In late October, I opened a blank document and started typing what I knew about the story. A concept similar to the the self interviews David Morrell suggests in his workshops. A lot of what I wrote was deep background, material that will never make it into the novel as narrative, but which informs everything that occurs. The other major component was a set of character studies. A quarter-to-half a page each, outlining who they are and some of his or her past. What he or she wants. I also jotted down a few signpost events that I anticipated taking place during the book, and chose the setting.

The entire document was no more than four pages long, and wouldn’t qualify as an outline in even the most generous definition of the word, but by the time I was finished, the novel crystallized for me. It was all I could do to keep from getting started right away. I forced myself to wait for November 1. The novel started forming out of the ether.

The only thing holding me back was time. Each day I wrote, filling up every minute of my available time. During the first week, I did 1500-2500 words per day. On the second week I was on vacation and had several hours-long blocks of time when I wrote 5000-7500 words per day. If I hadn’t had to eat, sleep, and be sociable, I might have written the whole thing in a single days-long sitting.

Here it is, just a smidgen past mid-month, and as of today I’ve reached the month’s goal of 50,000 words. However, the book isn’t finished. I might get it done by the end of the month, but that’s no longer important. I was determined to write 50,000 words in November, and I found out that I could—and then some. Next week I plan to take a road trip for three or four days to explore the setting to get some local color and detail. On some of those days I might get no writing done at all. On others, I might have another of those splendid 5000+ word days.

What’s my message? Damned if I know, except I have a renewed respect for being prepared to write a novel rather than just floundering around looking for a book’s direction day by day. This preparation took two forms—weeks, perhaps even months—of cogitation. I wrote nothing down, but I did research and rolled ideas around inside my head. I was dissolving those molecules in the solvent and then at some point I put the whole thing aside to reach saturation. When I was ready, I did a very brief but intensive final prep that initiated crystallization—creating the loose outline.

Writing this book has been an interesting and exhilerating experience. Without a rigid outline, each day is discovery, but with a set of guideposts established up front, I don’t feel like I’m blundering around in a blizzard trying to reach my destination.

Will I write the next book the same way? I can’t say for sure. Each one is different. The NaNoWriMo approach is working for the current project. The previous book involved a lot of blizzard blundering. The next one might be some combination of the two.

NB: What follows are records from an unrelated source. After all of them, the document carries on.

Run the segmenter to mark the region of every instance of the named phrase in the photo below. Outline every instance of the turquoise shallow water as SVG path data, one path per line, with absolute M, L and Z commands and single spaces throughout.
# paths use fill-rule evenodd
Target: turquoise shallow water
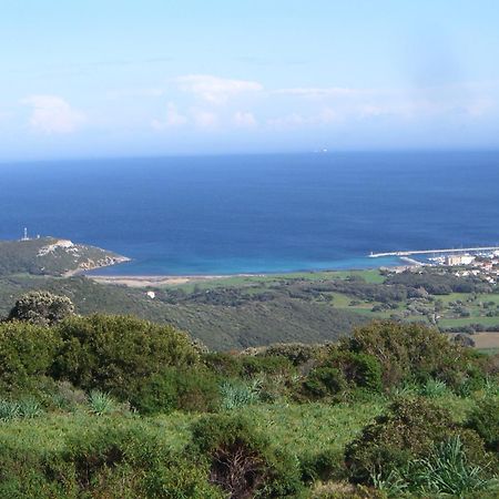
M 133 258 L 100 273 L 399 264 L 374 252 L 496 245 L 499 153 L 342 153 L 0 165 L 0 237 Z

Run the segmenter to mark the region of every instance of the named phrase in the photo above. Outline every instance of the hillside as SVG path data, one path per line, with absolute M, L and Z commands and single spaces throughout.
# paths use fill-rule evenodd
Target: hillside
M 55 237 L 0 242 L 0 276 L 12 274 L 63 276 L 128 259 L 99 247 Z

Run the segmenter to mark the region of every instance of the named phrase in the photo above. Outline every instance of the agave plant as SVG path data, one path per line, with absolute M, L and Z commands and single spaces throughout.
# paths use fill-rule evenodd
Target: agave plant
M 43 413 L 42 407 L 34 398 L 24 398 L 19 401 L 19 415 L 23 418 L 34 418 Z
M 90 411 L 96 416 L 110 414 L 116 410 L 116 403 L 104 391 L 92 390 L 89 394 Z
M 220 393 L 222 408 L 231 410 L 257 401 L 259 399 L 259 385 L 257 381 L 253 384 L 224 381 L 220 387 Z
M 9 421 L 20 416 L 19 404 L 12 400 L 0 399 L 0 420 Z
M 465 497 L 466 493 L 483 490 L 497 483 L 483 478 L 483 469 L 467 461 L 459 436 L 436 446 L 428 458 L 416 462 L 414 479 L 422 490 Z
M 448 388 L 445 381 L 441 379 L 429 378 L 421 388 L 421 395 L 430 398 L 437 398 L 446 395 Z

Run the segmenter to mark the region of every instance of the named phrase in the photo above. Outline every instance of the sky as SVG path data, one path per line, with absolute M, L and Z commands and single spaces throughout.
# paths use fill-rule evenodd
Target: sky
M 499 147 L 497 0 L 0 7 L 0 161 Z

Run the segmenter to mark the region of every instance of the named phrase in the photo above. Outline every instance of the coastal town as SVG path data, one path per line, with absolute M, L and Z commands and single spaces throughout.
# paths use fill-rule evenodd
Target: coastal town
M 440 254 L 429 256 L 425 259 L 409 258 L 403 256 L 401 259 L 407 265 L 391 267 L 388 271 L 394 273 L 418 272 L 419 267 L 446 267 L 457 277 L 479 277 L 491 285 L 499 282 L 499 249 L 483 252 L 466 252 L 461 254 Z

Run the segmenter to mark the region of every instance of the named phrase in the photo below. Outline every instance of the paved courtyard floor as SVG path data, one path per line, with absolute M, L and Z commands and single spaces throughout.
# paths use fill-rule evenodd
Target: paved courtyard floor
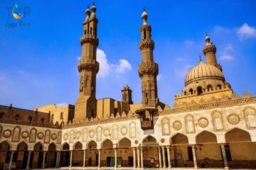
M 110 168 L 110 167 L 61 167 L 61 168 L 56 168 L 56 169 L 53 169 L 53 170 L 87 170 L 87 169 L 103 169 L 103 170 L 142 170 L 142 169 L 147 169 L 147 170 L 191 170 L 195 169 L 193 168 L 127 168 L 127 167 L 121 167 L 121 168 Z M 220 170 L 225 169 L 224 168 L 198 168 L 197 169 L 200 170 Z M 239 169 L 239 170 L 249 170 L 249 169 Z

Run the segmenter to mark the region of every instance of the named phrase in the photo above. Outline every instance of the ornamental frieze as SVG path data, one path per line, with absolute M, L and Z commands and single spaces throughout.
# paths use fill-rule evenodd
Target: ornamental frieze
M 81 45 L 84 43 L 91 43 L 97 46 L 99 45 L 99 39 L 92 37 L 88 37 L 88 35 L 86 35 L 81 37 L 80 43 Z
M 95 63 L 90 63 L 90 62 L 85 62 L 85 63 L 79 63 L 78 68 L 78 71 L 81 72 L 83 69 L 85 70 L 95 70 L 96 73 L 99 72 L 99 62 L 95 62 Z
M 145 48 L 150 48 L 150 50 L 153 50 L 154 47 L 154 40 L 142 40 L 139 42 L 139 47 L 141 50 Z

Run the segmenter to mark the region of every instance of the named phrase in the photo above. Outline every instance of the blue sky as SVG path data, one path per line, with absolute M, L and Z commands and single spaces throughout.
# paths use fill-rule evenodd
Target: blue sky
M 28 7 L 30 13 L 15 20 L 8 10 L 15 4 Z M 33 108 L 75 103 L 82 23 L 92 4 L 0 0 L 0 104 Z M 95 1 L 95 5 L 101 64 L 97 98 L 120 100 L 120 91 L 128 84 L 134 102 L 141 101 L 137 65 L 144 6 L 152 26 L 161 101 L 172 106 L 174 95 L 181 91 L 186 72 L 197 64 L 199 55 L 203 56 L 206 31 L 217 46 L 218 62 L 234 91 L 256 94 L 256 1 L 112 0 Z

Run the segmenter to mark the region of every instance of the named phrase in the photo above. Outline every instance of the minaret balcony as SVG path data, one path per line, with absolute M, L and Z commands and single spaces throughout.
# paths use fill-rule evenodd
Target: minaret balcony
M 86 34 L 81 37 L 80 43 L 81 45 L 84 43 L 91 43 L 97 46 L 99 45 L 99 39 L 95 35 Z
M 142 77 L 144 74 L 158 75 L 159 66 L 158 64 L 153 62 L 145 62 L 139 64 L 139 75 Z

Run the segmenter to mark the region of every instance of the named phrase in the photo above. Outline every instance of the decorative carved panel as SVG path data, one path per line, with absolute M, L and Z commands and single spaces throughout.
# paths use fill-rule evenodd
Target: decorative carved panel
M 230 114 L 228 117 L 228 121 L 231 125 L 238 125 L 240 122 L 240 118 L 237 114 Z
M 195 124 L 193 117 L 191 115 L 187 115 L 185 118 L 186 130 L 187 133 L 195 132 Z
M 163 118 L 161 120 L 162 135 L 170 135 L 170 123 L 168 118 Z
M 18 142 L 20 136 L 21 136 L 21 128 L 17 126 L 14 129 L 11 142 Z
M 74 130 L 71 130 L 70 132 L 70 143 L 74 142 Z
M 209 122 L 206 118 L 201 118 L 198 119 L 198 125 L 201 128 L 206 128 L 209 124 Z
M 213 125 L 213 129 L 215 131 L 224 130 L 223 121 L 221 113 L 214 112 L 212 114 L 212 120 Z
M 102 140 L 102 128 L 100 126 L 97 128 L 96 140 L 101 141 Z
M 174 121 L 173 123 L 173 128 L 176 130 L 180 130 L 182 128 L 182 124 L 181 124 L 181 121 L 178 121 L 178 120 Z
M 129 136 L 130 138 L 136 137 L 136 124 L 134 122 L 129 125 Z
M 249 129 L 256 128 L 256 112 L 252 107 L 247 107 L 244 110 L 245 122 Z

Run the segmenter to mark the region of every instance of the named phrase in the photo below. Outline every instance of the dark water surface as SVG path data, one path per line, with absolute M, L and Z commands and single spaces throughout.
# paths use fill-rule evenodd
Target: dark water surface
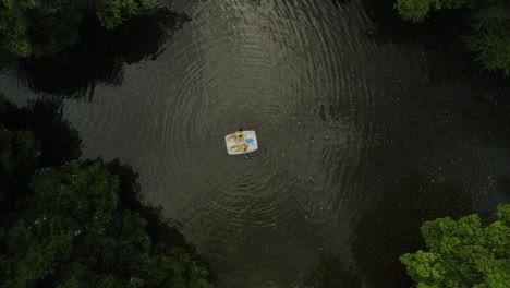
M 216 286 L 409 287 L 424 220 L 510 200 L 506 84 L 381 40 L 357 0 L 183 2 L 1 83 L 63 98 L 83 157 L 132 165 Z M 248 160 L 224 147 L 240 127 Z

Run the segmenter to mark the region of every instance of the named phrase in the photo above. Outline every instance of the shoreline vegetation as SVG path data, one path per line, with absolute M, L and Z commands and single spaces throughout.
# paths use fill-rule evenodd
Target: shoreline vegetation
M 508 0 L 397 0 L 402 19 L 420 23 L 440 10 L 464 9 L 473 14 L 472 29 L 464 45 L 476 55 L 482 70 L 510 77 L 510 1 Z
M 151 0 L 0 0 L 0 63 L 15 72 L 21 59 L 65 58 L 83 26 L 112 31 L 153 9 Z M 510 77 L 510 1 L 394 0 L 394 13 L 413 23 L 448 10 L 472 15 L 459 38 L 482 70 Z M 42 74 L 51 70 L 45 61 Z M 0 97 L 0 287 L 212 287 L 193 248 L 155 232 L 170 228 L 142 205 L 130 167 L 77 160 L 78 134 L 57 109 L 17 109 Z M 427 221 L 428 251 L 400 260 L 418 287 L 510 287 L 510 205 L 497 217 L 486 227 L 477 215 Z
M 130 167 L 44 166 L 37 135 L 49 128 L 16 129 L 19 110 L 1 99 L 0 287 L 212 287 L 189 253 L 149 236 L 161 218 L 141 205 Z

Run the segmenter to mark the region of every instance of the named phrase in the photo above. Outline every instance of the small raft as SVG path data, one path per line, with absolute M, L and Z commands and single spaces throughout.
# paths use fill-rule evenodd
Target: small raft
M 240 155 L 258 149 L 257 135 L 254 130 L 246 130 L 241 133 L 241 137 L 238 137 L 235 133 L 224 136 L 229 155 Z M 247 145 L 246 151 L 243 149 L 243 144 Z

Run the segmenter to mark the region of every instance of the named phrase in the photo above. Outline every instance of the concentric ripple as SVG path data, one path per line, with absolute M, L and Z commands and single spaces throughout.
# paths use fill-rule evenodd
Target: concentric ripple
M 74 121 L 85 157 L 133 165 L 147 203 L 181 225 L 220 287 L 295 285 L 325 239 L 350 233 L 339 219 L 357 201 L 377 93 L 366 15 L 356 1 L 184 10 L 192 20 L 155 61 L 126 67 L 121 87 L 96 88 L 96 107 Z M 240 127 L 257 132 L 250 159 L 224 147 Z

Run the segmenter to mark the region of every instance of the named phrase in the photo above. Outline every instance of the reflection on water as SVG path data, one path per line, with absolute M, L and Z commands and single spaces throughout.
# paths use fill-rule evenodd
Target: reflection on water
M 217 286 L 409 286 L 397 259 L 418 248 L 423 220 L 508 201 L 508 149 L 479 141 L 507 133 L 505 113 L 471 121 L 493 85 L 451 76 L 463 61 L 446 70 L 442 46 L 385 37 L 367 1 L 175 8 L 189 15 L 179 29 L 141 20 L 111 52 L 93 49 L 113 62 L 82 59 L 65 83 L 29 68 L 21 83 L 94 93 L 63 100 L 83 156 L 133 166 Z M 224 147 L 239 127 L 257 131 L 248 160 Z
M 473 213 L 473 200 L 458 182 L 432 175 L 409 175 L 363 211 L 352 243 L 354 257 L 371 287 L 412 287 L 399 257 L 424 244 L 421 225 L 436 217 Z
M 124 64 L 156 60 L 161 44 L 187 16 L 159 9 L 113 31 L 85 23 L 81 38 L 57 59 L 27 59 L 21 62 L 20 85 L 35 93 L 92 97 L 98 84 L 121 85 Z

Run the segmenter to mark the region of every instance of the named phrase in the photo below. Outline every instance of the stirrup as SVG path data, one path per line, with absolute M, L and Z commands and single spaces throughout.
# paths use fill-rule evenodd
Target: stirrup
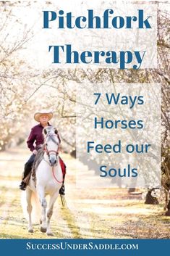
M 61 188 L 59 189 L 59 194 L 61 194 L 63 196 L 65 195 L 65 187 L 64 184 L 62 184 Z

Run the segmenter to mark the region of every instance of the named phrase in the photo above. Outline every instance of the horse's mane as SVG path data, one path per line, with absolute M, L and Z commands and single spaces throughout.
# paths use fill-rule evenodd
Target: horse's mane
M 38 168 L 39 164 L 42 161 L 44 155 L 44 147 L 45 144 L 41 145 L 39 146 L 39 149 L 38 150 L 37 154 L 35 155 L 33 166 L 33 170 L 35 172 L 36 169 Z

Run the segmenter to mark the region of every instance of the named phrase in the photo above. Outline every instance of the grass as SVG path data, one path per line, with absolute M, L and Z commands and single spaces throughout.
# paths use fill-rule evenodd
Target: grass
M 15 149 L 0 154 L 0 238 L 50 239 L 40 231 L 27 232 L 18 189 L 27 151 Z M 127 189 L 77 189 L 75 160 L 64 155 L 67 165 L 66 181 L 67 207 L 60 199 L 51 219 L 53 238 L 73 239 L 167 239 L 170 238 L 170 217 L 163 205 L 145 205 L 141 195 L 129 195 Z M 82 164 L 81 164 L 82 166 Z

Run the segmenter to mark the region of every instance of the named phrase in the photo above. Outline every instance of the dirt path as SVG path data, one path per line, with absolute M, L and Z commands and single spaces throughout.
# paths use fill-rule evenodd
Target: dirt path
M 29 157 L 25 148 L 0 154 L 0 238 L 49 238 L 35 225 L 27 233 L 27 223 L 18 189 L 24 162 Z M 127 189 L 77 189 L 75 160 L 63 155 L 67 165 L 67 207 L 60 199 L 51 220 L 54 238 L 170 238 L 170 218 L 163 205 L 146 205 L 141 195 L 129 195 Z M 77 163 L 80 168 L 83 165 Z

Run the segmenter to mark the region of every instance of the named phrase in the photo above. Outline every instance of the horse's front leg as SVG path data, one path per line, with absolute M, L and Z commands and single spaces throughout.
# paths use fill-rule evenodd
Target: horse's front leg
M 39 197 L 41 205 L 42 207 L 42 215 L 41 220 L 41 231 L 46 232 L 46 207 L 47 202 L 45 198 L 44 189 L 43 187 L 37 187 L 37 192 Z
M 46 231 L 46 234 L 48 236 L 53 236 L 53 233 L 51 232 L 51 226 L 50 226 L 50 220 L 51 220 L 51 218 L 53 215 L 54 205 L 54 203 L 57 199 L 58 195 L 59 195 L 59 191 L 56 191 L 54 194 L 53 194 L 50 197 L 49 207 L 47 211 L 47 231 Z
M 33 233 L 33 225 L 32 225 L 32 220 L 31 220 L 31 212 L 32 212 L 32 205 L 31 205 L 31 196 L 32 196 L 32 190 L 29 189 L 27 186 L 26 189 L 26 199 L 27 199 L 27 210 L 29 216 L 29 220 L 28 220 L 28 232 Z

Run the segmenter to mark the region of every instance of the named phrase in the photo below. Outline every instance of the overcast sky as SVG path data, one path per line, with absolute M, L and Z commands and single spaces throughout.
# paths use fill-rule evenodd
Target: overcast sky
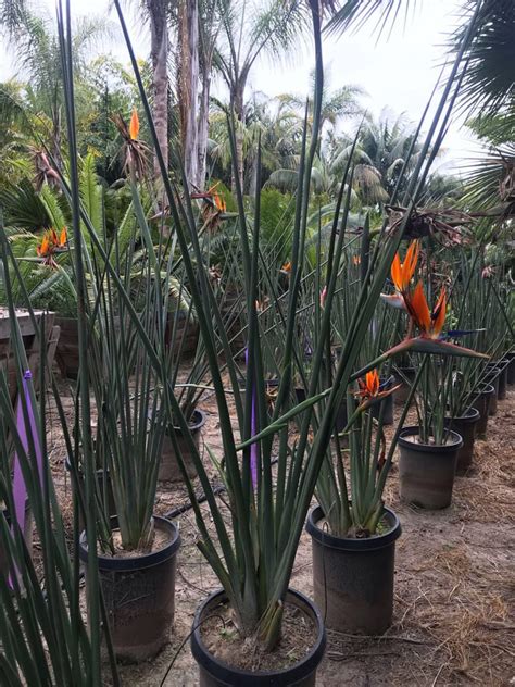
M 39 0 L 39 3 L 53 12 L 54 0 Z M 108 4 L 109 0 L 72 0 L 73 12 L 77 15 L 104 13 Z M 406 28 L 398 29 L 388 41 L 385 38 L 376 45 L 368 29 L 357 35 L 326 38 L 324 54 L 331 89 L 344 84 L 359 84 L 368 93 L 363 104 L 374 114 L 388 105 L 393 112 L 405 112 L 417 122 L 445 58 L 445 36 L 459 21 L 459 0 L 420 0 L 415 5 Z M 114 14 L 112 18 L 115 21 Z M 134 17 L 129 24 L 137 52 L 145 58 L 148 53 L 146 29 Z M 122 61 L 127 61 L 122 39 L 114 45 L 105 45 L 102 51 L 113 52 Z M 2 52 L 0 79 L 4 80 L 13 76 L 16 68 L 9 59 L 9 50 L 4 47 Z M 284 92 L 305 96 L 312 67 L 309 45 L 300 46 L 282 62 L 263 58 L 251 73 L 250 88 L 269 96 Z M 222 85 L 215 85 L 216 90 L 221 88 Z M 447 153 L 440 165 L 449 171 L 477 150 L 461 117 L 456 116 L 452 123 L 444 147 Z

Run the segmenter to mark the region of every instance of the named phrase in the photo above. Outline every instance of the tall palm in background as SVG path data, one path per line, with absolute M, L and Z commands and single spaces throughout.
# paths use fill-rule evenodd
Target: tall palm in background
M 214 64 L 227 85 L 238 123 L 244 122 L 246 89 L 253 65 L 263 52 L 277 59 L 299 40 L 303 9 L 294 0 L 221 0 L 222 32 Z M 239 126 L 236 160 L 242 187 L 243 137 Z
M 26 11 L 26 0 L 0 1 L 0 27 L 12 33 L 20 25 Z
M 165 165 L 168 165 L 168 18 L 169 0 L 145 0 L 150 28 L 150 59 L 152 62 L 152 115 L 158 142 Z M 154 174 L 160 171 L 154 157 Z

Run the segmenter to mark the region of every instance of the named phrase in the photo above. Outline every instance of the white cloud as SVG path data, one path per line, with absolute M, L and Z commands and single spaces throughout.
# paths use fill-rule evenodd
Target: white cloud
M 50 12 L 54 11 L 54 0 L 40 2 Z M 108 0 L 72 0 L 72 10 L 76 14 L 102 13 L 106 12 L 108 4 Z M 416 9 L 405 29 L 397 29 L 388 40 L 381 38 L 378 43 L 368 29 L 359 35 L 326 37 L 324 54 L 331 87 L 359 84 L 367 91 L 364 103 L 375 115 L 388 105 L 397 113 L 406 112 L 411 120 L 417 122 L 445 60 L 444 41 L 459 21 L 459 0 L 415 3 Z M 136 50 L 145 55 L 148 50 L 147 33 L 134 13 L 128 20 Z M 109 51 L 127 61 L 123 40 L 110 46 Z M 313 66 L 310 52 L 307 46 L 300 46 L 294 54 L 281 62 L 261 59 L 251 75 L 251 87 L 269 96 L 281 92 L 307 95 Z M 5 79 L 15 73 L 15 67 L 9 50 L 4 49 L 0 57 L 4 58 L 0 64 L 0 79 Z M 463 128 L 462 117 L 457 116 L 451 124 L 444 146 L 448 150 L 445 161 L 466 157 L 474 149 L 474 139 Z

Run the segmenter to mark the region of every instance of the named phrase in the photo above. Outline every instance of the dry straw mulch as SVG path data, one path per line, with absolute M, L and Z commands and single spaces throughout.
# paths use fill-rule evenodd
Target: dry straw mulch
M 219 454 L 215 403 L 208 398 L 201 407 L 208 413 L 203 439 Z M 476 442 L 473 467 L 456 479 L 453 504 L 445 511 L 425 512 L 401 503 L 393 467 L 386 498 L 403 528 L 397 549 L 393 625 L 381 637 L 329 633 L 318 687 L 515 685 L 514 419 L 511 387 L 508 398 L 499 402 L 498 415 L 489 420 L 488 439 Z M 55 428 L 49 430 L 49 442 L 60 502 L 70 516 L 70 480 Z M 184 488 L 169 486 L 159 490 L 156 510 L 165 513 L 185 501 Z M 183 547 L 175 627 L 160 655 L 121 669 L 123 684 L 130 687 L 158 687 L 177 652 L 165 685 L 198 685 L 188 641 L 180 647 L 196 607 L 218 585 L 197 550 L 192 512 L 178 521 Z M 303 535 L 292 587 L 311 595 L 311 541 Z

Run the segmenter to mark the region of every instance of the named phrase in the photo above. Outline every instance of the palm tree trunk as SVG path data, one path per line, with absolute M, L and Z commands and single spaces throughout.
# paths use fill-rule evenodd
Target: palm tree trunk
M 178 8 L 178 101 L 185 174 L 199 184 L 197 112 L 199 99 L 198 0 L 180 0 Z
M 240 79 L 237 82 L 235 89 L 234 89 L 234 93 L 233 93 L 233 103 L 234 103 L 234 109 L 235 109 L 235 118 L 236 118 L 236 132 L 235 132 L 235 138 L 236 138 L 236 163 L 238 166 L 238 177 L 239 177 L 239 182 L 240 182 L 240 187 L 241 187 L 241 191 L 244 192 L 243 189 L 243 182 L 244 182 L 244 176 L 243 176 L 243 166 L 244 166 L 244 160 L 243 160 L 243 127 L 244 127 L 244 104 L 243 104 L 243 98 L 244 98 L 244 87 L 246 87 L 246 83 L 247 79 Z M 235 171 L 233 168 L 233 175 L 231 175 L 231 189 L 233 191 L 236 190 L 236 178 L 235 178 Z
M 200 110 L 198 124 L 199 173 L 198 186 L 204 189 L 205 170 L 208 158 L 208 137 L 210 122 L 210 91 L 211 91 L 211 62 L 202 65 L 202 90 L 200 93 Z
M 152 59 L 153 118 L 159 147 L 168 167 L 168 27 L 166 22 L 166 0 L 147 0 L 150 16 L 150 54 Z M 154 176 L 160 176 L 158 159 L 154 155 Z

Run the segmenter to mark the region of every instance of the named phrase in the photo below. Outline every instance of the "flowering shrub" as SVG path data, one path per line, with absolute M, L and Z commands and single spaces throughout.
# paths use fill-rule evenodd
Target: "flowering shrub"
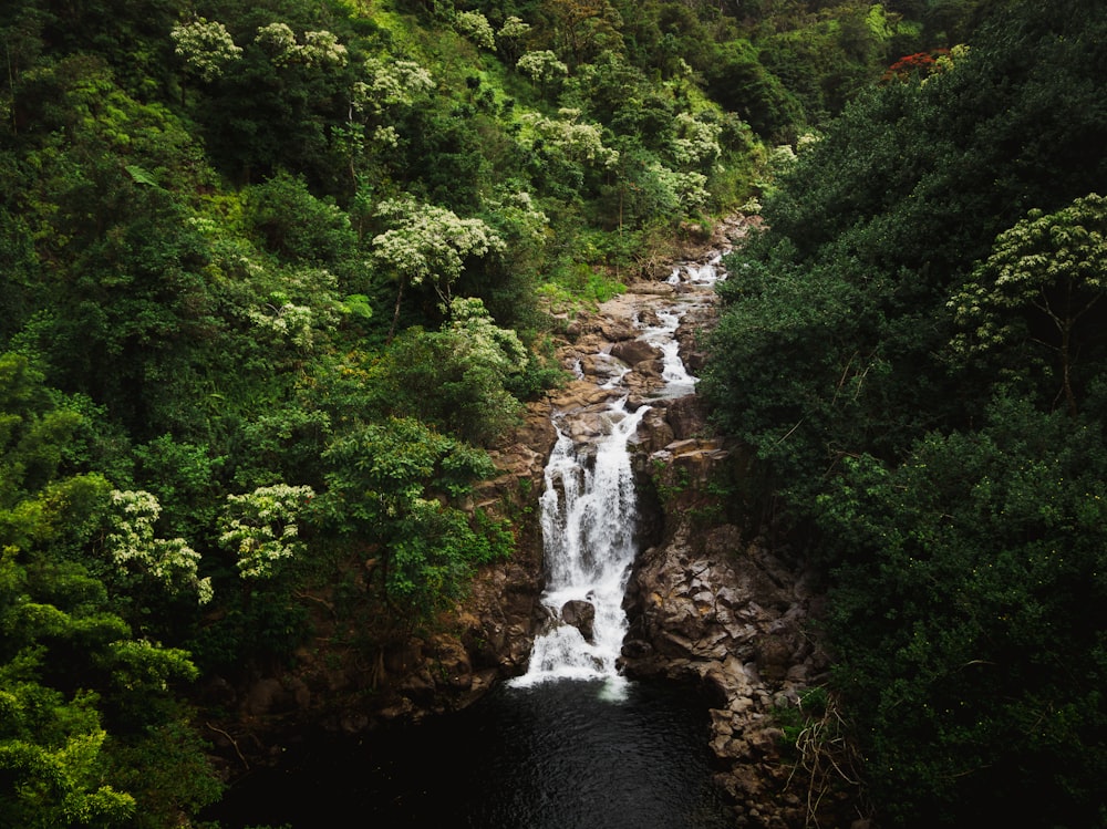
M 314 497 L 309 486 L 277 484 L 227 496 L 219 543 L 238 556 L 244 579 L 270 579 L 280 562 L 303 550 L 297 524 Z
M 152 581 L 169 593 L 195 592 L 200 604 L 211 600 L 211 580 L 197 578 L 200 556 L 183 538 L 154 537 L 162 507 L 151 493 L 113 490 L 112 525 L 104 536 L 104 550 L 122 581 Z

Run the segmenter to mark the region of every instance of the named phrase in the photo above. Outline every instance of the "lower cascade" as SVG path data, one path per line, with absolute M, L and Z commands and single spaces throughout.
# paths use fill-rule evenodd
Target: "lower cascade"
M 710 286 L 694 269 L 690 286 Z M 680 284 L 681 271 L 670 283 Z M 635 315 L 637 343 L 660 363 L 652 398 L 692 394 L 696 379 L 679 356 L 676 330 L 685 310 L 680 298 L 648 321 Z M 627 350 L 623 350 L 625 353 Z M 535 639 L 527 672 L 510 681 L 530 687 L 556 680 L 600 680 L 618 695 L 619 655 L 628 630 L 623 598 L 639 552 L 637 494 L 631 464 L 639 424 L 650 411 L 632 402 L 624 366 L 610 353 L 596 355 L 598 402 L 554 415 L 558 441 L 545 470 L 541 496 L 547 584 L 541 597 L 549 624 Z M 573 364 L 586 379 L 581 362 Z M 641 391 L 641 390 L 639 390 Z M 589 398 L 591 400 L 591 398 Z
M 541 497 L 542 603 L 552 623 L 535 640 L 529 669 L 515 685 L 618 678 L 627 632 L 622 599 L 637 552 L 629 444 L 646 411 L 630 412 L 627 397 L 618 398 L 597 418 L 603 432 L 583 447 L 558 428 Z

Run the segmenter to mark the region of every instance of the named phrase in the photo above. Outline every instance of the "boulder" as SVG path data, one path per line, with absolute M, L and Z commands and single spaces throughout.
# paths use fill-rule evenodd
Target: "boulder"
M 658 360 L 661 352 L 644 340 L 623 340 L 611 345 L 611 356 L 619 357 L 627 365 L 634 366 L 639 363 Z
M 593 636 L 592 625 L 596 622 L 596 605 L 583 599 L 570 599 L 561 605 L 561 621 L 572 625 L 586 642 Z

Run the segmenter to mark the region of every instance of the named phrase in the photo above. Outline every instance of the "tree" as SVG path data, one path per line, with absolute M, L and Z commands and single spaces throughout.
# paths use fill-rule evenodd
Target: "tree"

So I guess what I wanted to say is this: There is no end to the surprises this writing life throws our way. The challenge as a writer is to take advantage of each surprise, each new experience, and to ride the wave when it comes your way.

In the final analysis, how a particular book came about and what the creative process looked like doesn’t matter. What matters are all the pretty crystals that grow, the fruits of our labors.